Full-Text Search & Vector Search

Excalibase exposes two search capabilities that light up automatically when the underlying database has the right columns and extensions:

  • Full-text search (FTS) — built on Postgres tsvector columns, works on stock Postgres with zero extensions.
  • Vector k-NN search — built on pgvector vector(N) columns, works on any Postgres image that ships the vector extension (e.g. pgvector/pgvector:pg16).

Both surfaces are exposed through GraphQL and REST from the same schema — define the column once in SQL and both protocols can query it.
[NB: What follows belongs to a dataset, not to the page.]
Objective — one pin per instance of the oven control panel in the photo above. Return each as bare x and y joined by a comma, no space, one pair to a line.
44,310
1. Add a tsvector column to your table

FTS works against a tsvector column. The easiest setup is a GENERATED ALWAYS column that Postgres maintains automatically from one or more text columns, plus a GIN index for speed:

CREATE TABLE kanban.issues (
    id          SERIAL PRIMARY KEY,
    title       TEXT NOT NULL,
    description TEXT,
    -- ... other columns ...
    search_vec  tsvector GENERATED ALWAYS AS (
        to_tsvector('english', title || ' ' || coalesce(description, ''))
    ) STORED
);

CREATE INDEX issues_search_idx ON kanban.issues USING GIN(search_vec);

Excalibase detects the column on schema introspection and exposes it under a TsvectorFilterInput with four operators.

2. GraphQL surface

Four operators live inside the column filter:

Operator Postgres function Syntax accepted Safe on bad input?
search plainto_tsquery Raw user text — any order, AND-joined, stems + drops stop words yes
webSearch websearch_to_tsquery Google-style: "phrase", OR, -exclusion yes
phraseSearch phraseto_tsquery Words must be adjacent in the document in the given order yes
rawSearch to_tsquery Raw tsquery: foo & bar \| baz, !word, word:* no — throws on malformed input

Plain search — default for a search box:

{
  kanbanIssues(where: { search_vec: { search: "stripe payment" } }) {
    id
    title
  }
}

Google-style search — when users might type operators:

# Alternation
{ kanbanIssues(where: { search_vec: { webSearch: "stripe OR benchmarks" } }) { id title } }

# Exclusion
{ kanbanIssues(where: { search_vec: { webSearch: "payment -stripe" } }) { id title } }

# Exact phrase
{ kanbanIssues(where: { search_vec: { webSearch: "\"webhook handler\"" } }) { id title } }

# Combined
{ kanbanIssues(where: { search_vec: { webSearch: "cat \"dog house\" OR rat -mouse" } }) { id title } }

Phrase search — words must appear adjacent in the document in the given order:

# Matches "Stripe webhook handler" (adjacent, in order)
{ kanbanIssues(where: { search_vec: { phraseSearch: "webhook handler" } }) { id title } }

# Returns empty — wrong order
{ kanbanIssues(where: { search_vec: { phraseSearch: "handler webhook" } }) { id title } }

Raw tsquery — when you need full tsquery syntax (power-search expressions generated server-side, saved searches, etc.). Throws on malformed input so never route untrusted user text here:

# AND
{ kanbanIssues(where: { search_vec: { rawSearch: "stripe & webhook" } }) { id title } }

# OR alternation
{ kanbanIssues(where: { search_vec: { rawSearch: "jwt | stripe" } }) { id title } }

# Prefix match — anything starting with "stri"
{ kanbanIssues(where: { search_vec: { rawSearch: "stri:*" } }) { id title } }

FTS composes with every other where predicate via implicit AND:

{
  kanbanIssues(where: {
    search_vec: { search: "payment" },
    priority:   { eq: critical }
  }) { id title }
}

Choosing between them:

Use case Operator
Default search box (any user input) search
User can type "phrase" / OR / -exclude webSearch
"Words in this exact order" — quoted phrase only phraseSearch
Server-generated tsquery (saved searches, power users) rawSearch

All four are dispatched through SqlDialect.fullTextSearchSql so no user input is ever interpolated into SQL — everything goes through bind parameters. Only rawSearch can throw at runtime, and only when the caller feeds it invalid tsquery syntax.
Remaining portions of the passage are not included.